Jin found himself in the fortunate position of receiving a scholarship from the Singapore Government to study overseas in a country of his choice. His education took him first to Singapore, followed by England and Australia. “I come from a middle-income family so studying overseas was never part of the plan,” he said.

After finishing his degree at Nottingham University in England in 2011, he joined the Shell Graduate Programme in Malaysia. “I’ve had a lot of younger people ask me how important a first-class degree is. For me, it’s like a passport to a good job. But you also need more than just a degree. A degree will get you as far as an interview, but then you need to be able to talk about yourself, so my advice for young people would be to balance good academic results with extracurricular activities. You need to still enjoy yourself and have a colourful social life.”
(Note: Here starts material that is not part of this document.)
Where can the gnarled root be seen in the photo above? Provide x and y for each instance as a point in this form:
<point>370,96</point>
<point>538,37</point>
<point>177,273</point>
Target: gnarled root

Jin currently works for Shell as a Petroleum Technologist. “The interview with Shell was quite different to other interviews I’d been to,” he shared. “They wanted to know about me and what I’d done, not necessarily just my academic achievements.”

Just two months after starting on Shell’s Graduate Programme he was given his first offshore assignment. “Even though it was daunting, I felt supported throughout the assignment. The fact that I was trusted so quickly, really had a positive impact on my confidence. Shell’s commitment to my personal development underpinned my three years on the programme.”

So what exactly does his role involve? “If you imagine that an oil or gas reservoir is water in a cup and the well is the straw, then I look after everything that happens within the straw. It’s 50 per cent technical work and 50 per cent managing people. We’re called the integrators, integrating between the sub-surface teams and the surface teams. So I need to know a bit about both.

“It’s interesting and challenging. You don’t get the same problems every day and you talk to different people all the time. Their passion, enthusiasm and diversity of culture and ideas make every day a new experience for me. Working for a multi-national, multi-discipline company is the most enjoyable part of my job.”